Penguasa atau pemimpin wajib mewujudkan kemaslahatan, siapa saja yang berada di bawah kepemimpinan yang lengkap ketika khilafah pernah berdiri selama 1300 abad, kita akan menemukan begitu banyak sekali penguasa yang begitu luar biasa memberi perhatian terhadap urusan rakyatnya (Riayah suunil Ummah). Sebagaiman yang dilakukan Khalifah Umar bin Khattab pada masa kekuasaannya, beliau pernah mengalami bencana paceklik pada akhir tahun ke-18 Hijriyah tepatnya pada bulan Dzulhijjah, yang berlangsung selama 9 bulan. Dimana masyarakat sudah mulai kesulitan bahan pokok, kekeringan melanda di seluruh bumi Hijaz dan orang-orang mulai merasakan sangat kelaparan. Sehingga banyak dari mereka berbondong-bondong ke Madinah mencari bantuan Khalifah,
Khalifah pun amat sigap, memiliki sikap Amirul mukminin dan tanggap mendirikan tenda-tenda dan pasokan bantuan makanan yang dananya diambil dari Baitul mal. Pada saat itu bantuan tersebut mencapai 6000 penduduk. Dalam Keadaan tersebut Khalifah Umar bin Khattab beupaya dengan sangat keras untuk tetap mencukupi kebutuhan rakyatnya.

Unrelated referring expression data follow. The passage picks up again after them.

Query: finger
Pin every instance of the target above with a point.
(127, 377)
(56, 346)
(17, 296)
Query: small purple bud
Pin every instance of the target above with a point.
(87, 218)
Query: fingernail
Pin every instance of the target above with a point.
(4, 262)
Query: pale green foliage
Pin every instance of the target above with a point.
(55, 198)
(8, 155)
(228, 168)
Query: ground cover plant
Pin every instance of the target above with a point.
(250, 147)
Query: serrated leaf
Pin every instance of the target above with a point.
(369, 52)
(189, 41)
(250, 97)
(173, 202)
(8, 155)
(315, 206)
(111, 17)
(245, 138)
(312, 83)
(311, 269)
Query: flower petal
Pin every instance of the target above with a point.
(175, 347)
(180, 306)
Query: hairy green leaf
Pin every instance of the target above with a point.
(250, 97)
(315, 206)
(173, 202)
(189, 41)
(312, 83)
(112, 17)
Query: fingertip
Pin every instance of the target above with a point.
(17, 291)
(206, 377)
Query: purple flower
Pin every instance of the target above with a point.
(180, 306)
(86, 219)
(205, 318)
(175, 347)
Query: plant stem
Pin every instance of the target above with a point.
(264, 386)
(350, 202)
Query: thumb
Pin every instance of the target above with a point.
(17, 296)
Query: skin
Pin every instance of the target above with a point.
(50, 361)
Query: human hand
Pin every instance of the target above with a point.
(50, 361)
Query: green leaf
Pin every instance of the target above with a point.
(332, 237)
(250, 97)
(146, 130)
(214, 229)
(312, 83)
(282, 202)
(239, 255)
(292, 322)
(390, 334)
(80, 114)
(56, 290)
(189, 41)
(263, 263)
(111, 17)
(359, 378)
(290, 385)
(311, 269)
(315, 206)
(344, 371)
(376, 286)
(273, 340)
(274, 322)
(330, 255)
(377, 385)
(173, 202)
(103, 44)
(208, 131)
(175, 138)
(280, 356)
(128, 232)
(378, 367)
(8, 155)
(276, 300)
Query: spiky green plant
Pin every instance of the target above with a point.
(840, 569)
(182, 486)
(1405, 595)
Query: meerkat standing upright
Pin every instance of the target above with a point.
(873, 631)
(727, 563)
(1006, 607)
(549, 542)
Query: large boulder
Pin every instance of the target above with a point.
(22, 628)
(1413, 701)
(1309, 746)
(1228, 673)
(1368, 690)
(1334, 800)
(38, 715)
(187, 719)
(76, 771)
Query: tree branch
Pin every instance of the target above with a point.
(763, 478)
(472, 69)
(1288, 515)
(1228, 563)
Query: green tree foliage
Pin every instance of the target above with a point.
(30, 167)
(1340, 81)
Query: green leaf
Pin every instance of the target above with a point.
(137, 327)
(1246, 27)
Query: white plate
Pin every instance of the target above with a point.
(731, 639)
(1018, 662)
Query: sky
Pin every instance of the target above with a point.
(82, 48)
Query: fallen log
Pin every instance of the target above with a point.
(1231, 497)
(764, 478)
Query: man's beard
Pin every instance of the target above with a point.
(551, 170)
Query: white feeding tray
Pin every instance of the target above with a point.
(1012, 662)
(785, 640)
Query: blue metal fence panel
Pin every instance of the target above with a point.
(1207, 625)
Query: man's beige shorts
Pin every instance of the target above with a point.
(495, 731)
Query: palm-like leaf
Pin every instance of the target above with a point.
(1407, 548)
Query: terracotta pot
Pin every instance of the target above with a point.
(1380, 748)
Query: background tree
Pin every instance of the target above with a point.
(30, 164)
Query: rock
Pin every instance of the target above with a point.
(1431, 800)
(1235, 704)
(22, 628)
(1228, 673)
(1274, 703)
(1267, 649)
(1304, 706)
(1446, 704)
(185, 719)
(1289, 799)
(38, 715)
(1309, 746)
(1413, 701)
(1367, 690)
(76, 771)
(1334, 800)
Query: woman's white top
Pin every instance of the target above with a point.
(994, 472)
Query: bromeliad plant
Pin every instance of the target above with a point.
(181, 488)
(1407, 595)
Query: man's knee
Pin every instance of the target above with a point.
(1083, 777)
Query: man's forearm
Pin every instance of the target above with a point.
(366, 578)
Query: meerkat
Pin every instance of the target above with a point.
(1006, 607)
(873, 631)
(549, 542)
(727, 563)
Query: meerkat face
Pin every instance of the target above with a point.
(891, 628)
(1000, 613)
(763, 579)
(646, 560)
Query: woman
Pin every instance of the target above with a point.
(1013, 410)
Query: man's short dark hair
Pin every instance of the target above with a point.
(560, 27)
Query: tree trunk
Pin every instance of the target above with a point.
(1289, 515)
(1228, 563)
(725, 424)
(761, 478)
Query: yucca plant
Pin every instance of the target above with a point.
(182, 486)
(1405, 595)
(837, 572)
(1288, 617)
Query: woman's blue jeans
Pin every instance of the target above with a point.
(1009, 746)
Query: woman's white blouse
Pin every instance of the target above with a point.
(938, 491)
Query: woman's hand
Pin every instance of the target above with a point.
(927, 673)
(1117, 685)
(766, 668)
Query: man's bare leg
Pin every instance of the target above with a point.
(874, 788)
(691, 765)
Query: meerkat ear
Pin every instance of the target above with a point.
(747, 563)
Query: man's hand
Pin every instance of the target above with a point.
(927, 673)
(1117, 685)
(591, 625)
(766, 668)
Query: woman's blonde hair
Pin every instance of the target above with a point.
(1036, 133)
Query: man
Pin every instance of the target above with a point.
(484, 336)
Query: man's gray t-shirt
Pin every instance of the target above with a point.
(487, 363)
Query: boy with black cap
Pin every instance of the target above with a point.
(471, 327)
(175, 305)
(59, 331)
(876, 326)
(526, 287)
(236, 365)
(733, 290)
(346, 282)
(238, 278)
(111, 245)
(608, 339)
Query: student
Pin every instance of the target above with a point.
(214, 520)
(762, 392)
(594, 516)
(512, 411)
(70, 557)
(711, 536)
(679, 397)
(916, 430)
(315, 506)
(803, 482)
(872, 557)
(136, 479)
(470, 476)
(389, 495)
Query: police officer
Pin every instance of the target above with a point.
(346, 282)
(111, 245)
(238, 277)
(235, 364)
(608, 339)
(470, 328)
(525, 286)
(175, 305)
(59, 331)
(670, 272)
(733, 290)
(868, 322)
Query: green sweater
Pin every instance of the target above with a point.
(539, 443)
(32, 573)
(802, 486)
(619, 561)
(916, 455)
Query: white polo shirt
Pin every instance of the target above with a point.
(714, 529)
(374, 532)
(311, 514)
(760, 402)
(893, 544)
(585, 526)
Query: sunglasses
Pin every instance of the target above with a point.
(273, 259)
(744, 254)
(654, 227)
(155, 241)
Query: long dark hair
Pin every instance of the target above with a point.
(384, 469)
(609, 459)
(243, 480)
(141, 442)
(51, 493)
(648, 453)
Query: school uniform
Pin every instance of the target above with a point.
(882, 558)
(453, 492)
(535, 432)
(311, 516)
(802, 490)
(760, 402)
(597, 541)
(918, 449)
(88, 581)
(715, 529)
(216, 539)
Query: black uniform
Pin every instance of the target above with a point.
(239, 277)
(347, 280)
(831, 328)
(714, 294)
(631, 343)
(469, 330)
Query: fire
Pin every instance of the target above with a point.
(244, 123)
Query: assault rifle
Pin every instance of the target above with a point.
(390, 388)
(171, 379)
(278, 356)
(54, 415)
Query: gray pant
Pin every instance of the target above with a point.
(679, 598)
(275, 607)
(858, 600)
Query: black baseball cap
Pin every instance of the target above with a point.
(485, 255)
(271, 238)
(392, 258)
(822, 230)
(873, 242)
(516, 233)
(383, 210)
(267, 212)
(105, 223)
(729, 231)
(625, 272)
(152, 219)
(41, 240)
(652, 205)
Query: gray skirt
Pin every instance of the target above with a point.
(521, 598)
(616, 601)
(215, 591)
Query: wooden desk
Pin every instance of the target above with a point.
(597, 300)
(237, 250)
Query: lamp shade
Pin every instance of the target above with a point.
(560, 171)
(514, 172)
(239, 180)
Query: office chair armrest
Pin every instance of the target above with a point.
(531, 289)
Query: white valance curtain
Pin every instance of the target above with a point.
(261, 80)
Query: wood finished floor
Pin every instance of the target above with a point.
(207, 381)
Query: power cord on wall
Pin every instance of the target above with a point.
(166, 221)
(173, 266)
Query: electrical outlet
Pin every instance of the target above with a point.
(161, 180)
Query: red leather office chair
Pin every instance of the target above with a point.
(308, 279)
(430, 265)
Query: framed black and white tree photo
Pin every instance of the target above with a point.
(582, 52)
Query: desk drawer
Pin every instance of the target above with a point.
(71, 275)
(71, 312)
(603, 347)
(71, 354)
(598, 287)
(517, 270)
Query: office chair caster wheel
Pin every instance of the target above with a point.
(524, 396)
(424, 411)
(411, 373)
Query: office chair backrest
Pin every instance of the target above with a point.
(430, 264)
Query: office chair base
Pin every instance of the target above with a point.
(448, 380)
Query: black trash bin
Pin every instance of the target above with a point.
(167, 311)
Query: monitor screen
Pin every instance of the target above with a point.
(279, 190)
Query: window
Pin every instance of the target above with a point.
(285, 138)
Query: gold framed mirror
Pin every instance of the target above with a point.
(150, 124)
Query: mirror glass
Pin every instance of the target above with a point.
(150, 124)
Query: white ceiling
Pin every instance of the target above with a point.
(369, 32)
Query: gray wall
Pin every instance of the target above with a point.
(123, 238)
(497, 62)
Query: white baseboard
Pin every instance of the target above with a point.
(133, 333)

Inilah Potret penguasa dalam Sistem Pemerintah Khilafah. Dimana seharusnya Penguasa mengurusi semua urusan rakyat dengan sepenuh hati. Bukan untuk kepentingan dan eksistensi tetapi kekuasaan yang baik adalah bentuam kewajibannya dan Ketaatan kepada Allah Subhanahu Wa ta'ala.
Rasulullah SAW bersabda, "Sesungguhnya seorang imam (kepala negara) laksana perisai, rakyat di belakangnya dan dia menjadi pelindung bagi rakyatnya" (HR Bukhari dan Muslim).